Thursday, January 31, 2008 So: Terra cotta kids By Michelle P. So Caught in the Net
IN a way it was an offering to the Santo Niño, whose feast the Ilonggos hold every fourth weekend of January, right after the weekend Cebuanos celebrate the pista sa Niño. Sinulog is to Cebu as Dinagyang is to Iloilo.
In the margins of Barangay Sooc in the Arevalo district of Iloilo city lies a community of young terra cotta makers. They live in colorful houses with mini gardens. In one of these houses, a blue one, the products of their creativity and energy are put on display and wait to be converted to money.
Mermaids, pineapple faces, funny face bowls, totem figures and animals show crevices and indentions done by small hands. Gray-colored for now, the ceramic clay sculptures tell of hopes and dreams of a community of poor folks. Their aspirations are slowly being realized with the help of PLDT-Smart and Gawad Kalinga, which have provided them with the colorful houses and the training for terracotta making.
On the Friday that the terra cotta house was blessed, almost everyone was in the playful mood that the Holy Child is said to possess during his feast. Mothers and fathers danced to compete and children danced to have fun. The choreography didn’t matter because the dances looked the same, except for the execution. It was tender to see children, acting as choreographers, discreetly prompting their stiff parents their moves.
The next day, the children danced again but this time in the streets downtown and to the Dinagyang drumbeats. The streets were once their playground. Some mothers danced too and the First Lady of Iloilo City, Rosalie Trenas was with them to shuffle her feet as well. They were a non-competing contingent but they danced from the heart and with pride.
It was an occasion of offerings and intentions. The dance was an offering, just like the Sinulog. The children, painted on the faces and wearing yellow shirts and shoes, tried to put up some showmanship by timing their moves in whispers.

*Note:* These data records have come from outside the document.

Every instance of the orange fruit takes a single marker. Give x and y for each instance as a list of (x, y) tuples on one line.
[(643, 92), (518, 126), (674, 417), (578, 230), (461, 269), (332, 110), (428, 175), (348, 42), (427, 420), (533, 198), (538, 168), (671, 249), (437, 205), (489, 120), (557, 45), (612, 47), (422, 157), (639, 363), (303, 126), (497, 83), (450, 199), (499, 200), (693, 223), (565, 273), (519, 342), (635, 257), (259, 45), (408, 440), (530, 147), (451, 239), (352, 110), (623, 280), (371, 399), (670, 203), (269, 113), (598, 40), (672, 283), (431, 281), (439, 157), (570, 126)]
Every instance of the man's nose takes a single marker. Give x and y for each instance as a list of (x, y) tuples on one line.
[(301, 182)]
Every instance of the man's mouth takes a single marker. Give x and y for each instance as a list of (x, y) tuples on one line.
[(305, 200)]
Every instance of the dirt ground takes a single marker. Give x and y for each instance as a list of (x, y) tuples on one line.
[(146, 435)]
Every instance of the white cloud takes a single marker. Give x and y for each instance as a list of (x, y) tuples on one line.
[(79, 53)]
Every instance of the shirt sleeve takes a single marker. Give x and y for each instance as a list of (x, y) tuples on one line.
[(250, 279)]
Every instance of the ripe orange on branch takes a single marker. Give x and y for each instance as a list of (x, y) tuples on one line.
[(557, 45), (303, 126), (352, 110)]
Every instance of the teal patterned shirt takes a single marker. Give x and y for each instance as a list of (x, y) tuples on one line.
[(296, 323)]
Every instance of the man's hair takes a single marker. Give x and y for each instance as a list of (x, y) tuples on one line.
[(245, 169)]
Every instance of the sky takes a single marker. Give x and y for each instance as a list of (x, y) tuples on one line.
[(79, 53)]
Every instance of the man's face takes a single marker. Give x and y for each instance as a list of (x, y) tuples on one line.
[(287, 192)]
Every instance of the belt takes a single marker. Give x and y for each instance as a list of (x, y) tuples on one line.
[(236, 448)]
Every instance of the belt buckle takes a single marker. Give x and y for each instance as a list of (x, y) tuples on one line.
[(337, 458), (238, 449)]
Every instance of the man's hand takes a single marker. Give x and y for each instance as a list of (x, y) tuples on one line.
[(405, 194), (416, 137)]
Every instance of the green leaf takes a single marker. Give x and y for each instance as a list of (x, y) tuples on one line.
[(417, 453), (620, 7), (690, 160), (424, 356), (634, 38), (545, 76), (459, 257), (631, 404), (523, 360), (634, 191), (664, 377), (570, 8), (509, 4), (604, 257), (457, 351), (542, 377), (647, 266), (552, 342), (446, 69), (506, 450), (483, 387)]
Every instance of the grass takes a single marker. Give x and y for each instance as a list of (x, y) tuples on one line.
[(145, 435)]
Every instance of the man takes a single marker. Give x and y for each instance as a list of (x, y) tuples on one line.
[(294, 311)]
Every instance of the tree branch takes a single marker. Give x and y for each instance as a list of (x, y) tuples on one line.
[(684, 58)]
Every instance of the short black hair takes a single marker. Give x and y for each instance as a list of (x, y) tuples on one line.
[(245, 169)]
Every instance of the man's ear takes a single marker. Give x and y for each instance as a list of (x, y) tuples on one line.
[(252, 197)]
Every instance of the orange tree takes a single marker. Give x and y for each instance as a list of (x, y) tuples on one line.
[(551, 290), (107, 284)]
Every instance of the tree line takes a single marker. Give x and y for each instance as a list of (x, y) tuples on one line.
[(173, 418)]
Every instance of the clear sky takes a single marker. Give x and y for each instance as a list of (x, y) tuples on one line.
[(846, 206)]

Somewhere between the feet shuffling and arm raising came the cries of supplication to the Santo Niño. It was a longer cry than the Sinulog’s Pit Senyor!
The terra cotta children of Sooc are proud of their work and of their colorful houses. Some of them have been sent to Dumaguete and Baguio cities for training. The novelty of airplanes, long bus rides, showers and strange quarters stayed in their senses long after their return to Sooc. They are being tutored by the 1998 Philip Morris Art awardee PG Zoluaga, a painter and sculptor who speaks their language and knows their culture.
Bringing out the creativity in children of deprived communities such as the ones in Sooc in Iloilo and in Banglos in General Nakar in Luzon is a laudable Smart and GK endeavor. The focus is not so much on how their output can earn them money but on how they can express themselves and be productively different from other children.
The young and budding sculptors of ceramic clay (Iloilo) and driftwood (Banglos) possess dignity and pride. They may not be going to good schools, they may hardly speak and understand English, they may be dark-skinned from being exposed to the sun more than usual, but they know what they can do.